The code for Azure IoT central connection is modified version of sketch from Seeed Japan Github, which in turn is based on Benjamin Kabe’s original work porting official Azure SDK for C to Wio Terminal. Both Benjamin and Seeed Japanese office used Platform.io with Visual Studio Code – while it is a great framework, which adds a lot of convenience, my tutorials are based on Arduino IDE and I didn’t want to change IDE just for one project. Porting code from VS Code to Arduino IDE is actually quite straightforward:  

  1. I renamed main.cpp to sketch.ino and put the header files from include folder to sketch folder, together with source files.
  2. azure-sdk-for-c folder needs to be placed inside of Arduino libraries folder and you will need to install a bunch of libraries manually.
  3. Finally change these lines in Signature.cpp
#include <mbedtls/base64.h> 
#include <mbedtls/md.h>
#include <mbedtls/sha256.h>

To just

#include "Seeed_mbedtls.h"

Install the necessary libraries:


And it will compile as a normal Arduino IDE project. You can find it in this GIthub repository, under name WioTerminal_Azure_Central.ino, with all changes already made. After the sketch is uploaded, enter configuration mode by pressing three buttons on top of Wio Terminal and resetting the device. “In configuration mode” will be displayed on device screen. Connect to device with Serial monitor (baud rate 115200, carriage return) and set WiFi SSID, password and Azure IoT Central credentials (in the following format set_az_iotc your_ID_scope your_primary_key your_device_ID) , which you can get by following these steps:

  1. Go to https://apps.azureiotcentral.com/
  2. If you don’t have a Microsoft account yet, register one.
  3. Go to Build -> Custom app. Enter the app name and unique URL (can be similar to app name). Choose Free plan.
  4. After an app is created, go to Device Templates. Make a new template of IoT device type. Choose custom model, add three capabilities as in the below screenshot and two interfaces (press on Views -> Visualizing the device). After finishing that and making sure everything is correct, publish the template.
  5. Create a new device from template by going to Devices and pressing on New, remember to choose the Template you just created and published!
  6. Get the ID scope from Administration -> Device connection, Primary key from Administration -> Device connection -> SAS-IoT-Devices and device ID from Devices tab, where you created your device on Step 5.
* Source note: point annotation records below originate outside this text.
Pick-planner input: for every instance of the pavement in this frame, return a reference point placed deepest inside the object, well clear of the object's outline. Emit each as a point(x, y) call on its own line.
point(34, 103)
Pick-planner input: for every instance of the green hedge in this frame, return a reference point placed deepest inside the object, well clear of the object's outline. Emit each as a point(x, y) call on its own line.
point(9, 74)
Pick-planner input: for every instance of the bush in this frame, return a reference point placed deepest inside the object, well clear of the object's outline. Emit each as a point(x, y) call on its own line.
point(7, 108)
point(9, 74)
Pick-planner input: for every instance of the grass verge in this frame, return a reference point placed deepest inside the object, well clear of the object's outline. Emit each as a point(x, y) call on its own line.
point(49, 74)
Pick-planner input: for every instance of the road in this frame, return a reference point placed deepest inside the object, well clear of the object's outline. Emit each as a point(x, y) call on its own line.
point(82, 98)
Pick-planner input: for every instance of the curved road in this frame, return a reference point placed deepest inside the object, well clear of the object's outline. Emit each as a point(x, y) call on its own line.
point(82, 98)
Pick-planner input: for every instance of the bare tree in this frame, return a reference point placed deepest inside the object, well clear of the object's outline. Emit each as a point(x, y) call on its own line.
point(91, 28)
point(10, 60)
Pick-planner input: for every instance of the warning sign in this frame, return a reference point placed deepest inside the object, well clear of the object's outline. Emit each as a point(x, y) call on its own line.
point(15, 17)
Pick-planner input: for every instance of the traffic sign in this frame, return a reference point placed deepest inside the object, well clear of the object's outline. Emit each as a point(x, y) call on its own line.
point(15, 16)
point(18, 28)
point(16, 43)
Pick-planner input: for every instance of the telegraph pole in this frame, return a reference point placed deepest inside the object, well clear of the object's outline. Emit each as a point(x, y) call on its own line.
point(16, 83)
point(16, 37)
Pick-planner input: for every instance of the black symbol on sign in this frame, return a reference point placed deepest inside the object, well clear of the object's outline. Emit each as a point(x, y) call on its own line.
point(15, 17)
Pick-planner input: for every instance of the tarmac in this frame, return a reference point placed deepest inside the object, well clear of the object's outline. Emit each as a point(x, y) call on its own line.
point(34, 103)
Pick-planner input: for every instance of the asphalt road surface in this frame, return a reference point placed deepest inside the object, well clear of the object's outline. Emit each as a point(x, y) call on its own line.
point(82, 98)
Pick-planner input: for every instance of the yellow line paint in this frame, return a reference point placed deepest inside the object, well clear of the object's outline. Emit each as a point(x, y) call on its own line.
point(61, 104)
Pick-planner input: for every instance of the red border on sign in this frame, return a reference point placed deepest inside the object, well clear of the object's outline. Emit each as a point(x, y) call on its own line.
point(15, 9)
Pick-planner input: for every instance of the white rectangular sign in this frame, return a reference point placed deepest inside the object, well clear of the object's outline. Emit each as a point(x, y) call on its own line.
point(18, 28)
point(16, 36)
After configuration is successful, restart Wio Terminal and it will start connecting to Azure IoT Central, you can watch the detailed progress feedback on the Serial Terminal. You will then be able to see a) Device status on dashboard has changed to Provisioned b) Telemetry data from Accelerometer sensor in Device -> Raw data.

We then add the parts responsible for Edge Impulse model inference, threading and modify send telemetry function to send values for number of people entered, people left and total number of people in the room. We also add simple GUI consisting of three buttons and a text field, which displays information updates – you can see the resulting sketch by opening WioTerminal_EI_People_Counting_Azure_Central_LVGL.ino.
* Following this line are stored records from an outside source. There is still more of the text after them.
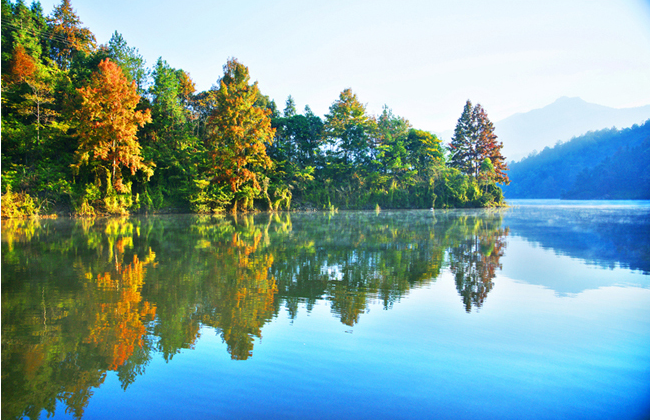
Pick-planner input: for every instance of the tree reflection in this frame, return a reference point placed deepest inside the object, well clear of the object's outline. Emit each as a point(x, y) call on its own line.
point(474, 257)
point(66, 324)
point(83, 298)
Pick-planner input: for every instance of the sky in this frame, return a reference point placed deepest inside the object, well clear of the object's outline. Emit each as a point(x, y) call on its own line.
point(423, 59)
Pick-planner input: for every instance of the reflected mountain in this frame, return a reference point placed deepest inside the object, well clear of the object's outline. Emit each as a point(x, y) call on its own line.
point(607, 235)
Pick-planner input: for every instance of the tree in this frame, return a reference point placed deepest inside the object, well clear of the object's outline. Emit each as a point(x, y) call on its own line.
point(462, 147)
point(132, 63)
point(240, 131)
point(67, 36)
point(108, 123)
point(350, 131)
point(474, 141)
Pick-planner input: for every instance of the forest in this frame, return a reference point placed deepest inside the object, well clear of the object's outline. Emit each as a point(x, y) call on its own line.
point(117, 312)
point(89, 129)
point(603, 164)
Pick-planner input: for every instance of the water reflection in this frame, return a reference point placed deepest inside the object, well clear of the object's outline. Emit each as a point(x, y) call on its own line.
point(82, 298)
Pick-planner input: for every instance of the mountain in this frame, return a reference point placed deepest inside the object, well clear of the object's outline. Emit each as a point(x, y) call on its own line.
point(562, 120)
point(604, 164)
point(523, 133)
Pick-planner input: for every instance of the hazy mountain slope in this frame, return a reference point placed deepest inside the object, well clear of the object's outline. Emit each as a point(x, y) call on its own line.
point(553, 173)
point(563, 119)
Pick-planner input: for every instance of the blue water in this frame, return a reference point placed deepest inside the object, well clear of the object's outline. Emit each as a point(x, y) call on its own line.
point(539, 311)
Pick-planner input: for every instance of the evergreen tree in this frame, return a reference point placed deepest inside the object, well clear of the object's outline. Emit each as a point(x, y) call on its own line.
point(474, 141)
point(67, 36)
point(240, 131)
The hardest part was really making sure everything works normally in each separate thread and does not influence other threads. Sacrifices were made in order to accommodate that without over-complicating the code too much, for example placing LVGL task update function right after interface updates and not letting it run periodically saved a lot of headache.

The application we made today with Wio Terminal while not ready for production, but with some additional work can be used to measure and control the occupancy of rooms. Try it out yourself and see the results! Hope you enjoyed the article and the video, stay tuned for next article in TinyML series.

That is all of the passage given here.